Here's a breakdown of the approach:
Key Implementations:
- Sequential (CPU): A standard, non-parallel K-means implementation used as a baseline.
- Sequential K-means++: A sequential version using K-means++ initialization, which helps the algorithm converge faster.
- GPU (Basic): A GPU-accelerated version using CUDA for parallel processing.
- GPU K-means++ (Basic): A GPU version with K-means++ initialization, enhancing convergence speed.
- GPU (Shared Memory): A GPU version utilizing shared memory for optimized data access.
- GPU K-means++ (Shared Memory): The most optimized version, combining GPU acceleration, K-means++ initialization, and shared memory.
Technical Details:
- Data transfer between host and device (CPU to GPU memory).
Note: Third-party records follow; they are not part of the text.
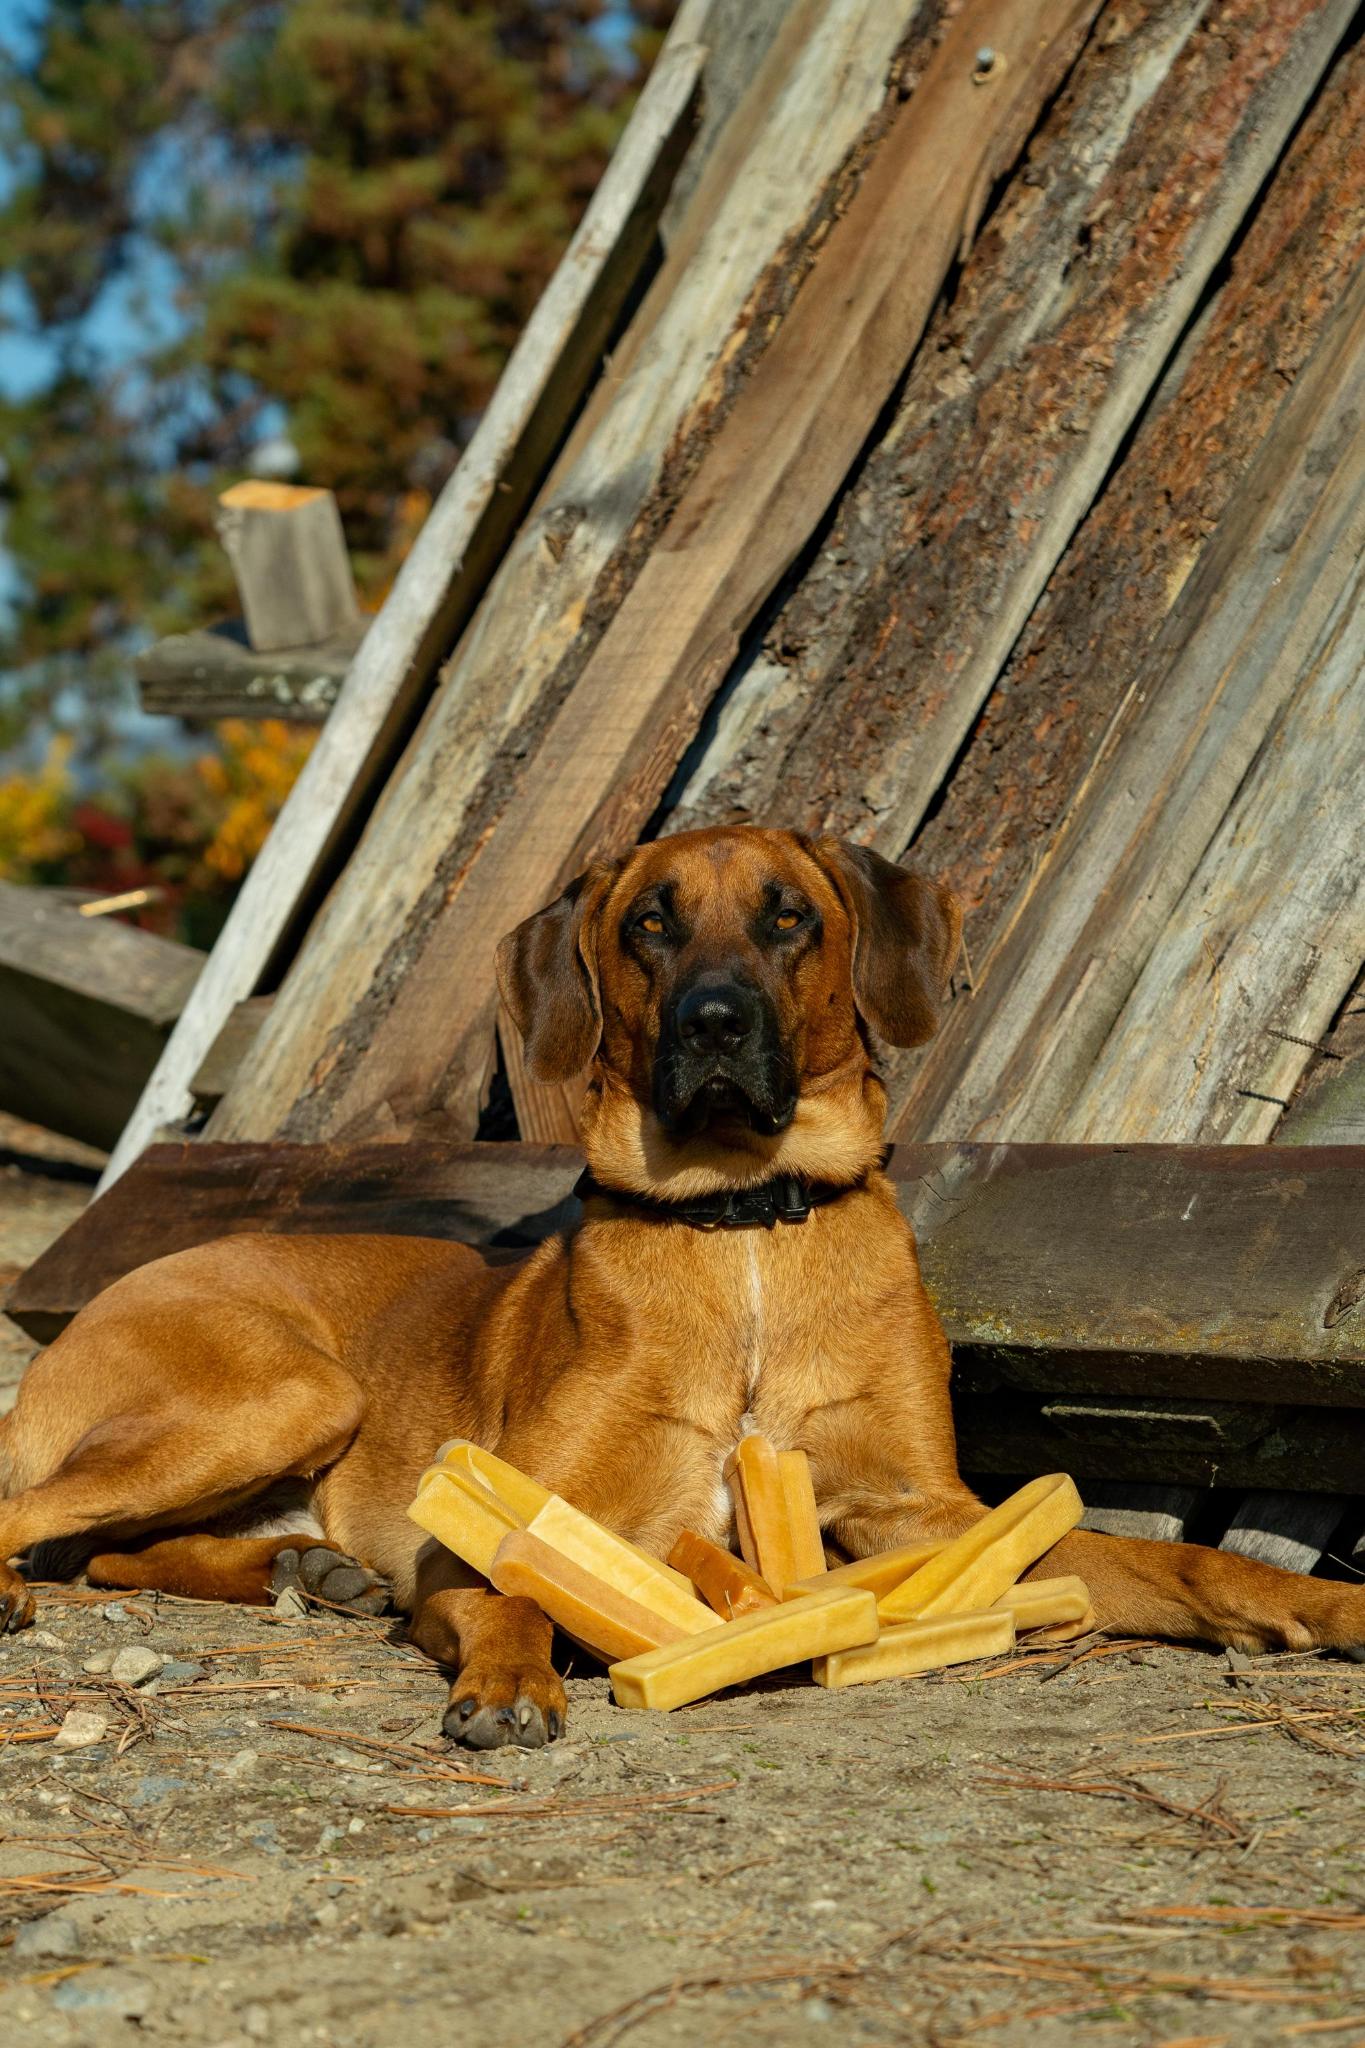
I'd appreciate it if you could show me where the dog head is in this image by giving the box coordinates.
[496,826,961,1195]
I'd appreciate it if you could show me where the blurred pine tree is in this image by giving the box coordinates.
[0,0,673,709]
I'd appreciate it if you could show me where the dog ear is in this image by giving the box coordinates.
[495,863,617,1082]
[811,837,963,1047]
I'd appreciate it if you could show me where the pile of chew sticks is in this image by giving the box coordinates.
[408,1437,1095,1713]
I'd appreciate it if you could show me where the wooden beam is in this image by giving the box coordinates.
[1219,1492,1349,1573]
[261,0,1103,1147]
[136,623,360,724]
[13,1145,1365,1431]
[893,255,1365,1143]
[955,1397,1365,1494]
[1078,1485,1202,1546]
[0,886,202,1153]
[668,0,1359,861]
[208,0,940,1150]
[98,6,710,1191]
[216,482,359,653]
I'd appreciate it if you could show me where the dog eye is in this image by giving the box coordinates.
[637,912,666,936]
[773,910,803,931]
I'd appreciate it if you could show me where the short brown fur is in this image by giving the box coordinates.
[3,827,1362,1747]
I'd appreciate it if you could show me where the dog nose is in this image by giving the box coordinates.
[675,980,760,1056]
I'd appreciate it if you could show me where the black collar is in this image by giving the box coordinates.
[572,1163,874,1231]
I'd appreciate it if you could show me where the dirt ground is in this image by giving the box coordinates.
[3,1124,1364,2048]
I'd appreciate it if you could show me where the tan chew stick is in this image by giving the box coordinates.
[432,1438,692,1590]
[724,1435,799,1592]
[784,1539,946,1600]
[877,1475,1084,1623]
[814,1608,1014,1688]
[995,1576,1091,1633]
[777,1451,826,1581]
[668,1529,777,1619]
[528,1496,721,1637]
[490,1532,684,1662]
[408,1465,522,1578]
[434,1438,550,1524]
[1025,1608,1099,1646]
[609,1585,879,1712]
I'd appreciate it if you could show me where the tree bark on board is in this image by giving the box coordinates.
[208,0,938,1149]
[668,0,1358,874]
[892,260,1365,1143]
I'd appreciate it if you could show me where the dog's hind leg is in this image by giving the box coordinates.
[83,1531,389,1613]
[0,1338,365,1632]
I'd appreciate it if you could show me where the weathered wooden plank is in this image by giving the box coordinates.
[136,623,360,723]
[0,885,202,1153]
[6,1141,583,1343]
[1079,1484,1202,1545]
[13,1145,1365,1424]
[667,0,1359,861]
[892,256,1365,1143]
[208,0,937,1149]
[1219,1492,1349,1572]
[955,1398,1365,1494]
[100,9,710,1189]
[1059,550,1365,1140]
[189,997,275,1110]
[260,0,1102,1147]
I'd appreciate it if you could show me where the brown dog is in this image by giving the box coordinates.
[3,827,1362,1747]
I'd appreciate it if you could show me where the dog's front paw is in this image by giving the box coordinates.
[443,1662,566,1750]
[270,1544,391,1617]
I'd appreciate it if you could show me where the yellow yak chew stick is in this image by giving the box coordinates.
[408,1465,522,1578]
[777,1451,826,1581]
[490,1532,684,1662]
[724,1436,799,1592]
[528,1497,721,1637]
[877,1475,1084,1624]
[667,1529,777,1619]
[814,1607,1014,1688]
[784,1540,946,1601]
[433,1438,692,1591]
[995,1576,1092,1634]
[610,1585,880,1712]
[433,1438,549,1523]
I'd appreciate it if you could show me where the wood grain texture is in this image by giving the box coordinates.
[278,0,1103,1146]
[13,1144,1365,1423]
[102,10,709,1189]
[1218,1491,1349,1572]
[208,0,936,1148]
[1078,1484,1202,1545]
[892,257,1365,1143]
[0,885,202,1153]
[666,0,1357,856]
[1059,535,1365,1141]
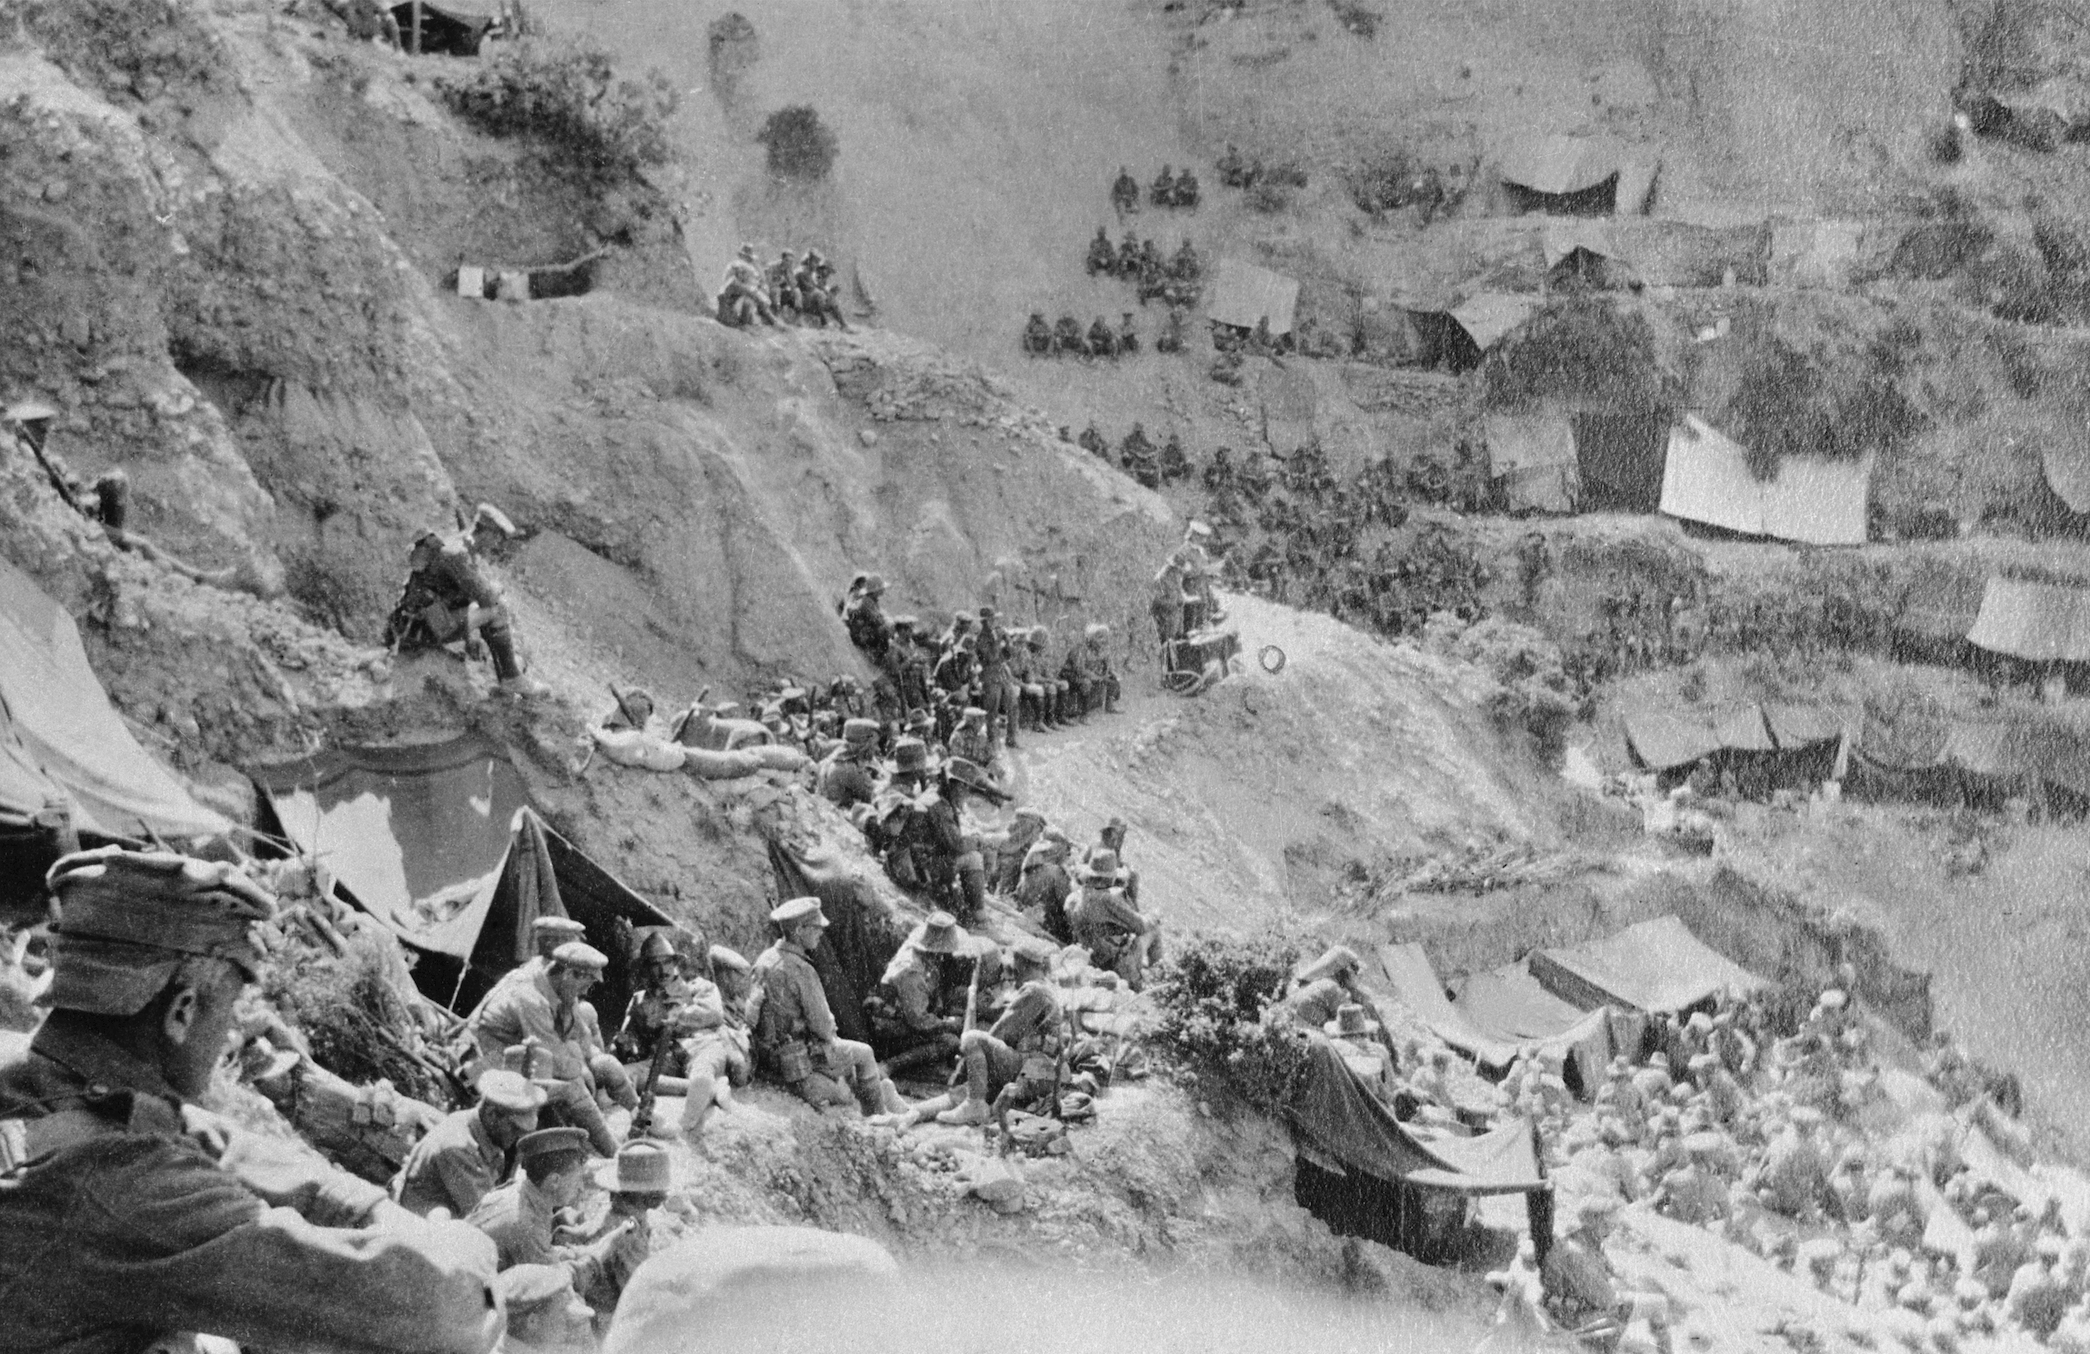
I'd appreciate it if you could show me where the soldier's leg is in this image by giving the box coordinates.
[956,849,988,920]
[829,1037,904,1115]
[590,1052,641,1110]
[788,1070,856,1110]
[544,1078,620,1156]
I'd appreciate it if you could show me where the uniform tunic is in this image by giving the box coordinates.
[0,1021,500,1354]
[816,749,881,810]
[392,1106,507,1219]
[470,971,609,1085]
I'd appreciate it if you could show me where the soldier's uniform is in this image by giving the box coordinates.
[975,607,1021,749]
[391,1070,544,1219]
[469,944,632,1156]
[385,531,536,690]
[816,719,885,809]
[0,848,501,1354]
[466,1128,632,1289]
[747,900,891,1114]
[866,913,971,1069]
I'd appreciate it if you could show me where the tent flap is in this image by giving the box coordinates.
[1660,415,1868,546]
[1449,294,1540,351]
[0,556,228,840]
[1497,133,1623,196]
[1378,943,1522,1070]
[1530,916,1769,1015]
[1208,258,1301,335]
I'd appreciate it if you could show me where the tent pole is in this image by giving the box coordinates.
[448,959,471,1013]
[410,0,424,54]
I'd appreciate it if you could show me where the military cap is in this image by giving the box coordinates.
[892,736,932,773]
[476,1068,549,1113]
[805,249,826,265]
[495,1265,587,1320]
[909,912,969,955]
[771,896,830,928]
[514,1126,591,1166]
[843,717,880,744]
[708,943,751,974]
[737,243,758,260]
[43,847,278,1016]
[960,706,987,723]
[1008,937,1057,971]
[1079,849,1122,884]
[942,757,1002,799]
[638,930,680,963]
[1013,806,1046,826]
[531,916,588,938]
[552,941,609,972]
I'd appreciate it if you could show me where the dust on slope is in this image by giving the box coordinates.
[1013,591,1567,933]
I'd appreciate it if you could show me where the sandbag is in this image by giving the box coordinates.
[677,746,768,779]
[607,1227,898,1354]
[744,745,810,772]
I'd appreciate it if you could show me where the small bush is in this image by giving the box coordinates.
[436,39,678,180]
[16,0,227,101]
[261,928,454,1108]
[1147,929,1311,1114]
[757,104,840,182]
[1247,180,1292,214]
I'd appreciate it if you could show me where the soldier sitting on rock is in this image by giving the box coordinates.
[1023,311,1053,355]
[1087,315,1119,359]
[1156,307,1187,354]
[1062,622,1121,716]
[386,520,547,697]
[866,911,980,1077]
[716,244,778,327]
[1217,142,1249,186]
[1171,168,1200,208]
[1117,311,1141,356]
[747,897,910,1117]
[1077,422,1109,458]
[1111,165,1141,215]
[1053,314,1087,357]
[883,938,1062,1130]
[1150,164,1176,208]
[794,250,851,330]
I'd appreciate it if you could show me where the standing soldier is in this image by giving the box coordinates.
[0,848,503,1354]
[842,573,893,663]
[975,604,1022,751]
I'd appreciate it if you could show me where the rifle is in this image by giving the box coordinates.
[961,954,984,1035]
[628,1004,678,1137]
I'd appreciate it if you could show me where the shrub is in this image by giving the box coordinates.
[757,104,840,182]
[1247,180,1292,214]
[15,0,226,101]
[436,39,679,180]
[1727,329,1925,476]
[1147,928,1312,1115]
[261,928,454,1108]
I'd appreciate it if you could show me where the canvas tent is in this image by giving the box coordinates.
[1379,944,1610,1095]
[1529,916,1770,1017]
[1624,704,1773,771]
[0,554,229,843]
[250,736,673,1013]
[1497,133,1624,214]
[1966,577,2090,663]
[1208,257,1300,336]
[392,1,495,55]
[1450,293,1541,352]
[1485,409,1579,513]
[1287,1036,1549,1260]
[1659,415,1870,546]
[2043,439,2090,516]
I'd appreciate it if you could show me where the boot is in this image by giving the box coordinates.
[879,1078,910,1115]
[486,628,549,698]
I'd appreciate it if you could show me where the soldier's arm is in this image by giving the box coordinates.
[794,961,838,1043]
[893,969,947,1033]
[73,1137,501,1354]
[987,985,1053,1045]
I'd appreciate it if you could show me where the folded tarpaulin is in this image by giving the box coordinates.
[1529,915,1770,1016]
[0,554,229,841]
[1659,415,1870,546]
[1966,576,2090,663]
[1207,257,1300,336]
[251,734,531,952]
[1449,294,1540,352]
[1378,942,1522,1070]
[1287,1036,1547,1195]
[1453,964,1614,1095]
[1496,133,1623,197]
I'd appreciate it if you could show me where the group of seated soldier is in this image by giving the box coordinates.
[1084,229,1203,308]
[714,242,850,330]
[1109,164,1201,214]
[1214,142,1309,192]
[1073,420,1193,490]
[1022,310,1143,359]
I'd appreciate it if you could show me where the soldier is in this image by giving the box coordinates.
[469,942,635,1157]
[1077,422,1109,458]
[1011,624,1067,731]
[392,1068,547,1219]
[1062,622,1121,715]
[1118,311,1141,356]
[470,916,589,1023]
[976,604,1022,751]
[817,717,886,809]
[926,757,1006,919]
[1111,165,1141,215]
[1065,849,1160,988]
[866,911,976,1076]
[1053,313,1087,356]
[902,939,1063,1129]
[1023,311,1053,355]
[677,944,754,1136]
[1085,226,1116,276]
[1217,142,1248,186]
[1172,167,1201,208]
[1158,432,1189,482]
[611,931,693,1078]
[1156,306,1187,354]
[1116,234,1143,280]
[387,527,547,696]
[747,897,909,1116]
[716,244,778,327]
[795,249,851,330]
[0,847,502,1354]
[1150,164,1176,208]
[1152,549,1191,654]
[885,615,933,715]
[1017,828,1076,943]
[573,1141,675,1324]
[1086,315,1119,359]
[768,248,803,318]
[492,1264,596,1354]
[842,572,893,662]
[948,705,997,770]
[467,1127,641,1284]
[933,630,980,713]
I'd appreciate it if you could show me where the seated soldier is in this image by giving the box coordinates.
[1086,315,1118,360]
[768,249,803,318]
[1062,622,1121,715]
[572,1141,675,1327]
[1155,307,1186,354]
[1085,226,1116,276]
[1217,142,1247,186]
[1284,945,1370,1028]
[817,718,885,809]
[866,911,977,1076]
[747,897,910,1117]
[1172,167,1201,208]
[1017,827,1076,943]
[1118,311,1140,355]
[1150,164,1176,208]
[1077,423,1109,457]
[1092,816,1140,906]
[987,807,1047,894]
[612,931,695,1083]
[386,528,547,696]
[1158,433,1189,482]
[392,1068,546,1220]
[1111,166,1141,214]
[469,942,635,1157]
[467,1127,643,1286]
[1053,314,1087,357]
[888,938,1062,1129]
[674,945,754,1137]
[947,705,996,771]
[1023,311,1053,355]
[795,250,851,330]
[1171,239,1202,282]
[716,244,778,327]
[1065,849,1160,988]
[1116,235,1143,279]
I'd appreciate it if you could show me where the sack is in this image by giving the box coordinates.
[1004,1110,1069,1157]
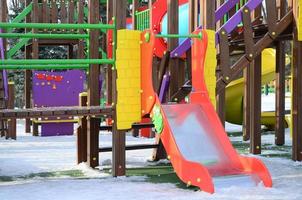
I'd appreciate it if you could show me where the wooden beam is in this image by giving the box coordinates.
[167,0,180,99]
[201,0,216,29]
[292,20,302,161]
[186,0,198,80]
[152,0,180,161]
[0,106,112,119]
[27,0,39,134]
[249,55,262,154]
[132,0,139,30]
[77,0,85,59]
[149,0,156,29]
[87,0,100,168]
[25,0,32,132]
[275,0,287,146]
[242,6,255,141]
[130,0,140,138]
[7,83,16,140]
[112,0,127,177]
[77,93,88,164]
[243,64,251,141]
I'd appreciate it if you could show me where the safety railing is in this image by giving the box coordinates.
[0,21,117,70]
[135,9,150,31]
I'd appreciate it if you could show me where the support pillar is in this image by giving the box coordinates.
[77,93,87,164]
[292,24,302,161]
[249,55,262,154]
[112,0,127,176]
[167,0,180,99]
[87,0,100,168]
[275,0,286,146]
[275,41,285,145]
[7,82,16,140]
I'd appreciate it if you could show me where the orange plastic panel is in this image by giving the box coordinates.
[140,30,156,116]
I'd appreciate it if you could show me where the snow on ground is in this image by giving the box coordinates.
[0,94,301,200]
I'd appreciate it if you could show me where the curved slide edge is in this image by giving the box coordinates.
[239,156,273,187]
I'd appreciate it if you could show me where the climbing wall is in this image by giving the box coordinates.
[116,30,142,130]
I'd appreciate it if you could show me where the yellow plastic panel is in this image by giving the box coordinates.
[297,0,302,41]
[116,30,142,130]
[204,30,217,107]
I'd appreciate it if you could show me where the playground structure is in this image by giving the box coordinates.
[0,0,302,193]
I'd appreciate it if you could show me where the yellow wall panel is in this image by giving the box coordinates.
[116,30,142,130]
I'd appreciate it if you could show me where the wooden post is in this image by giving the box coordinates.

- CUDA synchronization to ensure correct parallel execution.
- Optimization of thread and block configurations for the GPU.
- Use of shared memory to expedite repeated memory accesses.
Analysis:
- Measurement of iterations required for convergence.
- Recording of execution time per iteration.
- Analysis of data transfer overhead.
Results:
The GPU implementations achieved a 6.3x speedup compared to the sequential versions. Furthermore, the K-means++ initialization method significantly improved convergence, reducing the number of iterations to just two in some cases.
This project demonstrates the effectiveness of GPU acceleration in enhancing the performance of the K-means clustering algorithm, showcasing significant speed improvements and efficient resource utilization.